Marianna Nash/août 2022 (article issu de Think with Google Monde)

Ces deux dernières années, presque toutes les marques (quel que soit leur secteur) se sont demandé comment, quand et où se lancer dans le monde virtuel. Mais pour élaborer des stratégies média efficaces permettant d’attirer leurs audiences et de susciter leur engagement sur toutes les plateformes, elles devront impérativement différencier le buzz, des comportements durables. Nous avons demandé à des spécialistes du secteur, des analystes et des créateurs et créatrices de contenu ce que nous réservent les débuts de cette révolution.

Les parcours magasin en 3D vont se généraliser

D’après Dan O’Connell, co-fondateur de la société de conception virtuelle BrandLab360 (un créateur de showrooms virtuels pour les maisons de couture lancé en 2017), le « Web spatial » pourrait devenir la nouvelle norme d’ici à peine cinq ans. Mais il faudra d’abord créer un tremplin entre le monde digital et virtuel, en veillant à ce qu’il ne rebute pas la grande majorité des acheteurs et des acheteuses habituées aux pages de produits et de paiement classiques.
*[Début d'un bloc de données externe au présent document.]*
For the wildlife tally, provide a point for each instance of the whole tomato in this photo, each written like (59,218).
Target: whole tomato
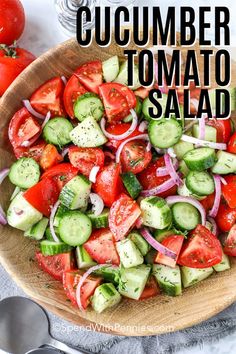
(12,62)
(12,21)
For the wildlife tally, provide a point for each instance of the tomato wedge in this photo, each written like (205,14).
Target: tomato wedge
(201,250)
(49,98)
(108,183)
(86,158)
(73,90)
(90,75)
(174,243)
(123,215)
(43,195)
(61,173)
(118,100)
(101,247)
(56,265)
(71,279)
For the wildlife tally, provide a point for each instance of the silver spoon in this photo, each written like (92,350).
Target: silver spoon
(24,326)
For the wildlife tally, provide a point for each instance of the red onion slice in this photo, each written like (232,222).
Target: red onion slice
(157,245)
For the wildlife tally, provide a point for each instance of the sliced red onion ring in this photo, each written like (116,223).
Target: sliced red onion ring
(51,220)
(157,245)
(28,106)
(179,199)
(213,212)
(93,174)
(97,202)
(84,277)
(171,170)
(124,135)
(190,139)
(138,137)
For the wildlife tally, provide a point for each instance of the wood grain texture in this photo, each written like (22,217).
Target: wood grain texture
(162,313)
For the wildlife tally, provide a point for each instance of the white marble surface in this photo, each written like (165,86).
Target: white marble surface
(43,32)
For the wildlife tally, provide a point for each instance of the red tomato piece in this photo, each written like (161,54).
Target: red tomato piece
(118,100)
(149,179)
(123,214)
(101,247)
(49,98)
(73,90)
(43,195)
(86,158)
(71,279)
(108,183)
(56,265)
(90,75)
(174,243)
(201,250)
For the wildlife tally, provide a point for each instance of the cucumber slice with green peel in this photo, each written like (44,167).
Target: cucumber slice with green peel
(111,68)
(37,231)
(139,242)
(75,194)
(57,131)
(88,105)
(133,281)
(185,216)
(131,184)
(88,134)
(51,248)
(223,265)
(130,256)
(21,214)
(24,173)
(226,163)
(169,279)
(105,296)
(164,133)
(191,276)
(200,159)
(200,183)
(75,228)
(155,212)
(83,258)
(99,221)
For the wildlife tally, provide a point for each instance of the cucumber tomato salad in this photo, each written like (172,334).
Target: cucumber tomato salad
(121,205)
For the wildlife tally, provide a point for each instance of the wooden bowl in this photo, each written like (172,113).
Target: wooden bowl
(154,316)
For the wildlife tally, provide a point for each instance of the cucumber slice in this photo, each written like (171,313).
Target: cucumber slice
(99,221)
(37,231)
(133,281)
(51,248)
(24,173)
(21,214)
(130,256)
(105,296)
(226,163)
(169,279)
(83,258)
(155,212)
(88,105)
(200,159)
(75,194)
(200,183)
(88,134)
(75,228)
(57,131)
(131,184)
(164,133)
(110,68)
(185,216)
(139,242)
(191,276)
(223,265)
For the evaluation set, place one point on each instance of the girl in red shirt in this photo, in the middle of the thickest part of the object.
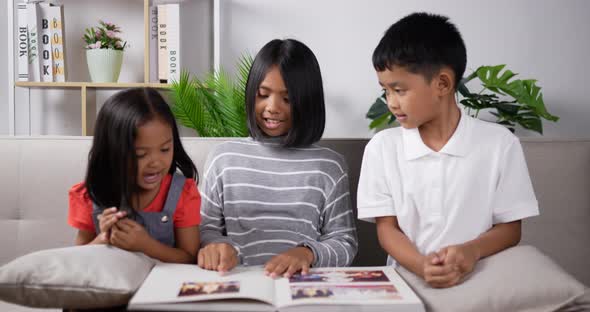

Une architecture virtuelle peut être le jumeau digital d’un magasin réel.

Dan O’Connell

« À l’avenir, les personnes exploreront les produits en réalité virtuelle et feront leurs achats en ligne », explique Dan O’Connell. Il a en effet remarqué que les utilisateurs et les utilisatrices de sa clientèle passaient huit fois plus de temps dans les espaces virtuels des marques que sur leurs sites d’e-commerce. « La chaîne d’approvisionnement devient aussi plus efficace. Une architecture virtuelle peut être le jumeau digital d’un magasin réel. »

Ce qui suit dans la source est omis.